Mais les déplacements leurs pèsent… ils doivent laisser leur fille pendant plusieurs mois de l’année. Ne souhaitant plus cela ils décident de trouver un autre emplois de domestique. Il seront restés pendant 12 ans chez les GUYNEMER.
Une question reste à élucider… que devenait leur fille pendant ces temps en Normandie ?
QUE DEVIENT MARGUERITE PENDANT CE TEMPS D’absence ?



Après les GUYNEMER, et donc une lettre de recommandation en poche, les CASSINAT trouvent un nouvel emploi, 15 jours plus tard, du côté de Bougival… à priori chez les BARROS… mais jusque là je n’ai pas pu trouver de traces d’un Raymond BARROS de manière formelle… Ils y resteront tout de même 6 ans… jusqu’au 25 aout 1905 !
C’est l’occasion de revenir au pays à la quarantaine passée… à Pouilly-sur-Loire. Ils viennent habiter chez Simon, le père CASSINAT. Peut-être que la santé de Simon s’est dégradée ? on sait qu’il décède en 1906 à l’âge de 73 ans.
Fin de vie
On sait peu de choses sur ce qu’ils ont fait entre leurs 43 ans et 73 ans sinon qu’ils habitaient à Pouilly-Sur-Loire en tant que Vignerons et propriétaires. Ils se seront peut-être associés avec François Auguste, le frère, qui a reçu une médaille de chevalier du mérite agricole en 1910 en tant que Vigneron ?

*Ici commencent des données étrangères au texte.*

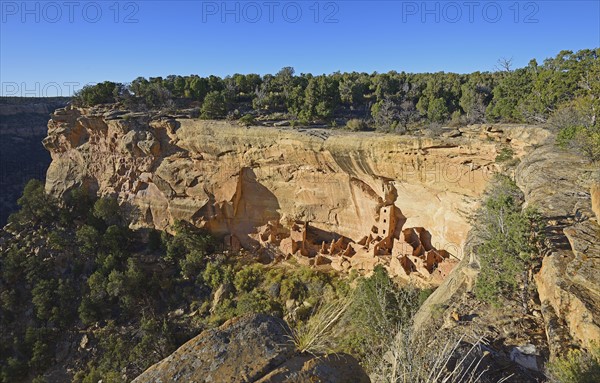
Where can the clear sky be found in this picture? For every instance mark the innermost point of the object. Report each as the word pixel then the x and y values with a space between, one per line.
pixel 50 47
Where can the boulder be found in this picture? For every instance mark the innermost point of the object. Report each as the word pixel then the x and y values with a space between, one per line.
pixel 253 348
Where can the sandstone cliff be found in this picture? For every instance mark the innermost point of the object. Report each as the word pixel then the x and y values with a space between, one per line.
pixel 23 125
pixel 564 314
pixel 235 180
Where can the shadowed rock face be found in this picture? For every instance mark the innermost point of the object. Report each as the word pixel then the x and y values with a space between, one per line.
pixel 561 186
pixel 558 184
pixel 232 180
pixel 255 348
pixel 23 125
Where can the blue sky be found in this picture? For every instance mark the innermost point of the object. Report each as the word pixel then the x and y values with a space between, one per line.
pixel 50 47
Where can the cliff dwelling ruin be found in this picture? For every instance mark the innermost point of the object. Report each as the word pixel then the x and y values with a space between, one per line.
pixel 406 252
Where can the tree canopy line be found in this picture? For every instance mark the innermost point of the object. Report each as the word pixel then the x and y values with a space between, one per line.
pixel 565 87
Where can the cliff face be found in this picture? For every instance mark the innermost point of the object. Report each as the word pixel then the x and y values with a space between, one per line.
pixel 237 180
pixel 23 125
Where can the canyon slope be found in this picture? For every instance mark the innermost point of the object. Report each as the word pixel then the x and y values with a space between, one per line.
pixel 23 125
pixel 254 186
pixel 234 180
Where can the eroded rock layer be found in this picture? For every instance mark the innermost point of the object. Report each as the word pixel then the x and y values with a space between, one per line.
pixel 234 180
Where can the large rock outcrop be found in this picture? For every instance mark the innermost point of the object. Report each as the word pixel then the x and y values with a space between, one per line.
pixel 560 185
pixel 234 180
pixel 557 183
pixel 256 348
pixel 23 125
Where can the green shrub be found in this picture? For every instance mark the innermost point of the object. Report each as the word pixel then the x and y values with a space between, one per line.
pixel 214 106
pixel 257 302
pixel 90 95
pixel 107 209
pixel 576 367
pixel 247 120
pixel 217 273
pixel 248 278
pixel 356 125
pixel 88 239
pixel 509 246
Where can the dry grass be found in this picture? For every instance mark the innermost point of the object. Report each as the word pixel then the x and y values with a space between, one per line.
pixel 314 336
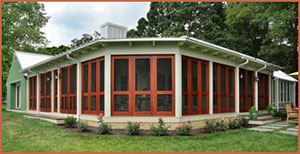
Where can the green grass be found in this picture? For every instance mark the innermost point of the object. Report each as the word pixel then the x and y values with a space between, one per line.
pixel 31 135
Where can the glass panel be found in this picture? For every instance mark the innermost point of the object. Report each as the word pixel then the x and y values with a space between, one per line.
pixel 164 102
pixel 102 103
pixel 203 77
pixel 42 85
pixel 94 104
pixel 223 80
pixel 142 102
pixel 94 75
pixel 73 79
pixel 121 103
pixel 86 78
pixel 194 102
pixel 184 103
pixel 184 75
pixel 64 81
pixel 142 74
pixel 86 103
pixel 164 74
pixel 121 75
pixel 204 103
pixel 102 75
pixel 194 76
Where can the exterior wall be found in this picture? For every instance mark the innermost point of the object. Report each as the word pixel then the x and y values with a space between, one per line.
pixel 16 77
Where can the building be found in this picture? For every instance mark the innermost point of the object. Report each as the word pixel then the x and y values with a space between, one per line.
pixel 142 79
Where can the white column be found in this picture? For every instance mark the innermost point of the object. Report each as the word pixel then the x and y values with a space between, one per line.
pixel 38 93
pixel 78 90
pixel 107 86
pixel 52 91
pixel 178 85
pixel 256 90
pixel 58 91
pixel 211 94
pixel 237 90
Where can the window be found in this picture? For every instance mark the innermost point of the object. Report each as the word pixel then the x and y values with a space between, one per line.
pixel 68 85
pixel 224 90
pixel 194 86
pixel 45 93
pixel 246 90
pixel 263 91
pixel 143 85
pixel 93 86
pixel 32 93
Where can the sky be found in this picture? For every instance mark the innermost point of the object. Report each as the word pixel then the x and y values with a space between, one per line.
pixel 69 20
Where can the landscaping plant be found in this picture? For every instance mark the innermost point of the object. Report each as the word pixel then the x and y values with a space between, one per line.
pixel 133 128
pixel 184 129
pixel 70 122
pixel 253 113
pixel 161 129
pixel 82 126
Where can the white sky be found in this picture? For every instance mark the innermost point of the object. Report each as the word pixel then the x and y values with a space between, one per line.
pixel 70 20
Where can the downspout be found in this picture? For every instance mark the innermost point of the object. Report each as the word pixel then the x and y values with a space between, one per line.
pixel 237 86
pixel 256 85
pixel 75 60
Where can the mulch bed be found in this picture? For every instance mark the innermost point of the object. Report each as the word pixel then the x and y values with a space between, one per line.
pixel 92 131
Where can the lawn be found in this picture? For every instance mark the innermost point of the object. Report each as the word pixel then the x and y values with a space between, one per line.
pixel 31 135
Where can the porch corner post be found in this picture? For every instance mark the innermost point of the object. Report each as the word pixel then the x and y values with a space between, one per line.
pixel 58 91
pixel 211 94
pixel 178 85
pixel 237 90
pixel 78 91
pixel 38 93
pixel 52 91
pixel 107 86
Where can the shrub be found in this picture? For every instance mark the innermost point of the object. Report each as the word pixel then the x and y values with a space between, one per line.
pixel 253 113
pixel 243 122
pixel 161 129
pixel 184 129
pixel 82 126
pixel 133 128
pixel 233 124
pixel 70 122
pixel 209 126
pixel 104 128
pixel 220 125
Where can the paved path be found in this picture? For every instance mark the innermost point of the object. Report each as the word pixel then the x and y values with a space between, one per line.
pixel 277 125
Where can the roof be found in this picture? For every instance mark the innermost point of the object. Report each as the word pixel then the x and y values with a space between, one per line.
pixel 177 39
pixel 27 59
pixel 283 76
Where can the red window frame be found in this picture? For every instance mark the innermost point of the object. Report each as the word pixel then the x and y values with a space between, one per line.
pixel 263 100
pixel 98 93
pixel 226 94
pixel 131 92
pixel 68 95
pixel 199 92
pixel 45 100
pixel 32 93
pixel 246 98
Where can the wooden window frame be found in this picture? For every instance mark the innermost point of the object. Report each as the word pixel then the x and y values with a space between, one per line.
pixel 131 92
pixel 68 95
pixel 32 93
pixel 199 92
pixel 246 94
pixel 45 98
pixel 226 94
pixel 89 94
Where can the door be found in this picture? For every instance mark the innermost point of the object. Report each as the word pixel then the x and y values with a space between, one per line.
pixel 17 96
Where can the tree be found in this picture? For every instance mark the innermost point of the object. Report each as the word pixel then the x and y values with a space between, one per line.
pixel 21 27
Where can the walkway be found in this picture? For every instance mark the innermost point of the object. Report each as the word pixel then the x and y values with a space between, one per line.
pixel 281 127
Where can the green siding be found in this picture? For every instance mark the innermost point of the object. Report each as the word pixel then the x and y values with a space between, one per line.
pixel 16 77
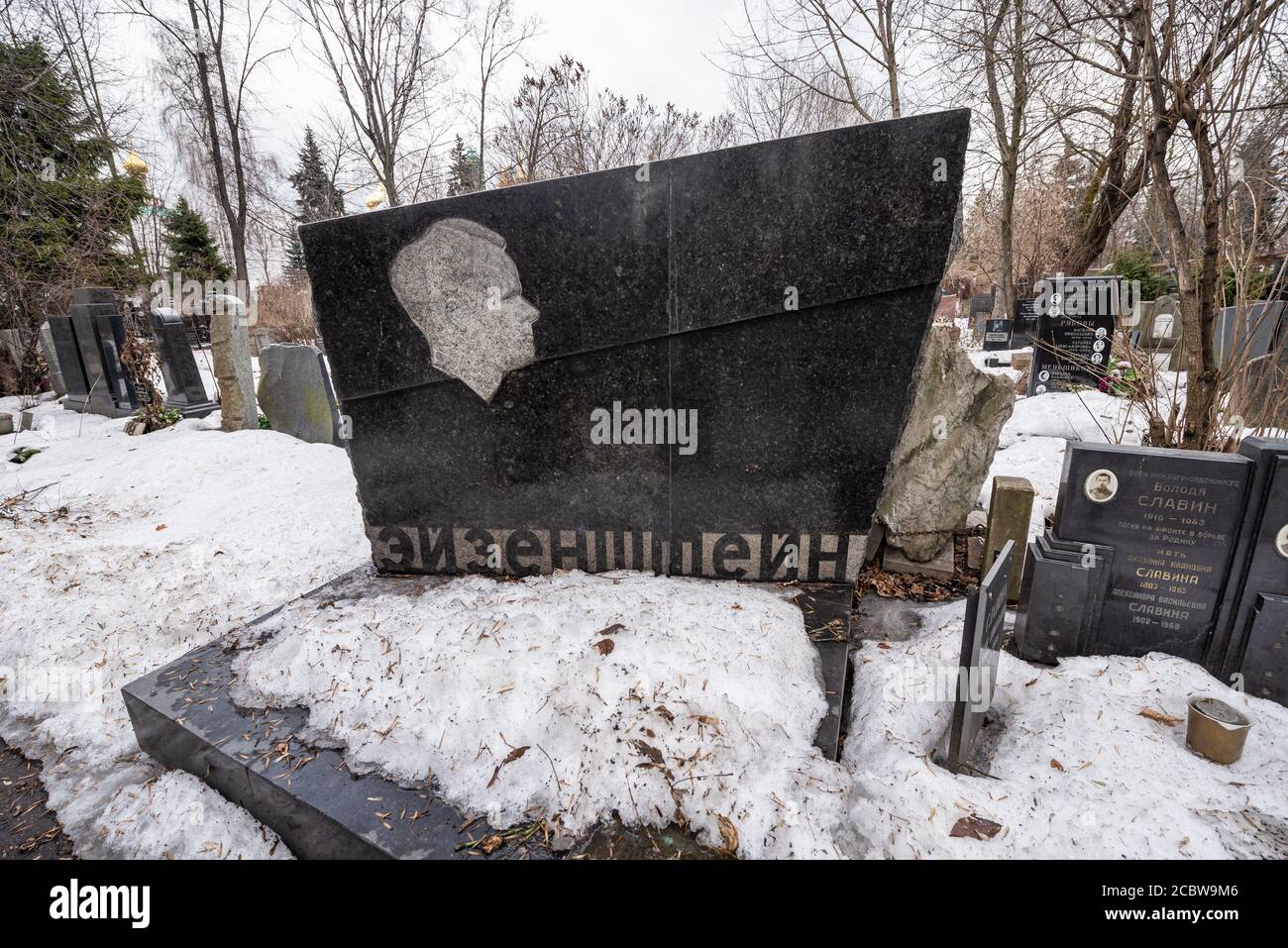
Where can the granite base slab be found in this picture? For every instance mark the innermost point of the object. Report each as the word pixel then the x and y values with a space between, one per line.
pixel 184 716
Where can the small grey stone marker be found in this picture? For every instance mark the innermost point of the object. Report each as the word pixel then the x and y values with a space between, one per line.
pixel 977 673
pixel 295 393
pixel 55 372
pixel 1009 513
pixel 230 344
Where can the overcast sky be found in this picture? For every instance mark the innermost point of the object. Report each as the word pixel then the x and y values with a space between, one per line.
pixel 660 48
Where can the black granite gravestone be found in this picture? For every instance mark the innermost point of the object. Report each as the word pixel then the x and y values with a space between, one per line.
pixel 997 334
pixel 669 368
pixel 69 363
pixel 183 385
pixel 977 673
pixel 1171 518
pixel 1074 333
pixel 1252 636
pixel 99 337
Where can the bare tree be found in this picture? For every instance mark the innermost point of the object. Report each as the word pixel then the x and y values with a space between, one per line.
pixel 218 40
pixel 768 104
pixel 77 26
pixel 993 56
pixel 828 48
pixel 557 125
pixel 497 39
pixel 385 68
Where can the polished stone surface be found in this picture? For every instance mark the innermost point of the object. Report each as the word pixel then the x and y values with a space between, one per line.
pixel 774 294
pixel 977 673
pixel 997 334
pixel 183 385
pixel 1172 518
pixel 1260 570
pixel 95 329
pixel 184 716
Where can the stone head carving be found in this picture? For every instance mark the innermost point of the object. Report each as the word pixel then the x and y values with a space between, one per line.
pixel 463 291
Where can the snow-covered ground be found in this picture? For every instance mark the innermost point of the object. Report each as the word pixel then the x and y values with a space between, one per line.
pixel 124 553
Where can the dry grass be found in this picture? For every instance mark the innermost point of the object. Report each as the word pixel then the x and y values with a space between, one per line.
pixel 286 311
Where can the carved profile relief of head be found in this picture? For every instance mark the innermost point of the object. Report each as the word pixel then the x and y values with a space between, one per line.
pixel 463 291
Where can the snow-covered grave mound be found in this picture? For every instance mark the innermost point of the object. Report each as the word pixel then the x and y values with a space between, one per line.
pixel 574 697
pixel 1074 768
pixel 117 556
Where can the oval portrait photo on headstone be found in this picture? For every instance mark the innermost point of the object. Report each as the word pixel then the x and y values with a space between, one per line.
pixel 1102 485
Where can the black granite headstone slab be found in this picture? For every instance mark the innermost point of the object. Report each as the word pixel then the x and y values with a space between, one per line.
pixel 184 716
pixel 668 368
pixel 1172 518
pixel 1025 325
pixel 977 673
pixel 99 335
pixel 1265 662
pixel 69 361
pixel 1074 334
pixel 183 385
pixel 997 334
pixel 1244 643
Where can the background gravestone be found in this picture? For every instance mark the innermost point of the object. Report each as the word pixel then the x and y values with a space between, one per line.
pixel 778 290
pixel 1076 333
pixel 977 673
pixel 1253 633
pixel 95 333
pixel 230 348
pixel 51 352
pixel 183 385
pixel 1010 509
pixel 1024 326
pixel 295 393
pixel 943 455
pixel 69 363
pixel 997 334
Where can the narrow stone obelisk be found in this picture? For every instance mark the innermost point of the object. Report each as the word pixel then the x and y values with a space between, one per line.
pixel 230 344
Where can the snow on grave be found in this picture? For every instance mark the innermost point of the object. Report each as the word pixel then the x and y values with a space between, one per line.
pixel 473 455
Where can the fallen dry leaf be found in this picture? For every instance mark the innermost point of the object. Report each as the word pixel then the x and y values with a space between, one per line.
pixel 648 751
pixel 975 827
pixel 729 833
pixel 509 759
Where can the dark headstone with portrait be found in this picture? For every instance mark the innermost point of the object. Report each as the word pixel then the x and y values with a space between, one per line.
pixel 526 360
pixel 1077 317
pixel 1166 550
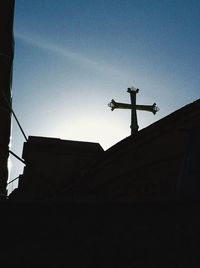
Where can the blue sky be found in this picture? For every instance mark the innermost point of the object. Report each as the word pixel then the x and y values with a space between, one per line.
pixel 72 57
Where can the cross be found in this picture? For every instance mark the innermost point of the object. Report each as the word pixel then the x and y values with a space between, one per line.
pixel 134 107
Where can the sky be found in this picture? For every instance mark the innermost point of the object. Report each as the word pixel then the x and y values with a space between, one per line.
pixel 73 56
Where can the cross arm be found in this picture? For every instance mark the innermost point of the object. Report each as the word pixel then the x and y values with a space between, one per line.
pixel 118 105
pixel 149 108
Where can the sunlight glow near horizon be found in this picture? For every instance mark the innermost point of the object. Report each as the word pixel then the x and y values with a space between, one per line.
pixel 73 57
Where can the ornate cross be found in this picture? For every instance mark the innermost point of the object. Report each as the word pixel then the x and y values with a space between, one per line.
pixel 134 107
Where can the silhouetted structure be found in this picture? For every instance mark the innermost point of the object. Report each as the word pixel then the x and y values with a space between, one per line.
pixel 6 63
pixel 156 163
pixel 133 107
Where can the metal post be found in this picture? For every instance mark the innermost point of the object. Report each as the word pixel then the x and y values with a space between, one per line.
pixel 6 64
pixel 134 123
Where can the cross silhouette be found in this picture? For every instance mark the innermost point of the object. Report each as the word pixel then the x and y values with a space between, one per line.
pixel 134 107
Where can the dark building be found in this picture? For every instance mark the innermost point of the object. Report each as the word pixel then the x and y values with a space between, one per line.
pixel 159 162
pixel 54 166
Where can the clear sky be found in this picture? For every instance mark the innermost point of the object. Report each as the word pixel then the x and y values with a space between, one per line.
pixel 73 56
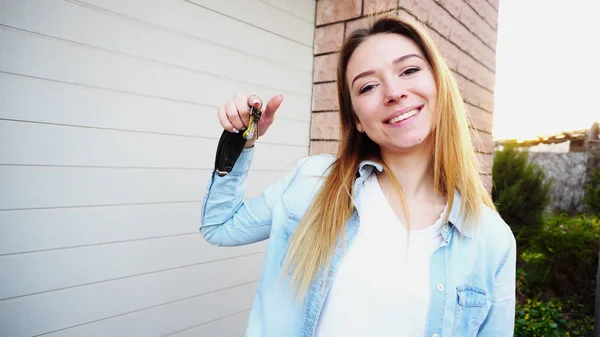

Selon des souvenirs transmis, ils auraient vendus le domaine viticole – dont on connait bien les qualités de vins de nos jours de ce territoire – afin de subvenir à leurs besoins sur la fin de vie. Malheureusement ils auraient eu la mauvaise idée de se faire payer en emprunts Russes, lesquels ont perdus totalement leur valeur… Cette histoire reste à éclaircir, car la valeurs des emprunts Russes a été annulée en 1916… ils auraient donc vendus avant cela ? un mystère à éclaircir !
Finalement Il semble qu’ils soient venus vivre avec leur fille du côté de Noisy-Le-Grand. Marie Yvonne est décédée le 19/06/1936 (77ans) à Noisy-Le-Grand… c’est peut-être à ce moment là que Adolphe est resté vivre avec sa fille et son petit-fils Guy âgé de 10 ans… ou tout au moins à proximité.
Adolphe décède le 25/01/1941 (78 ans) à Noisy-le-Grand.
Voici la fin de notre voyage temporel chez le couple CASSINAT. Ils auront travaillé toute leur vie, suivant l’exemple de leurs propres parents mais faisant leur propre chemin.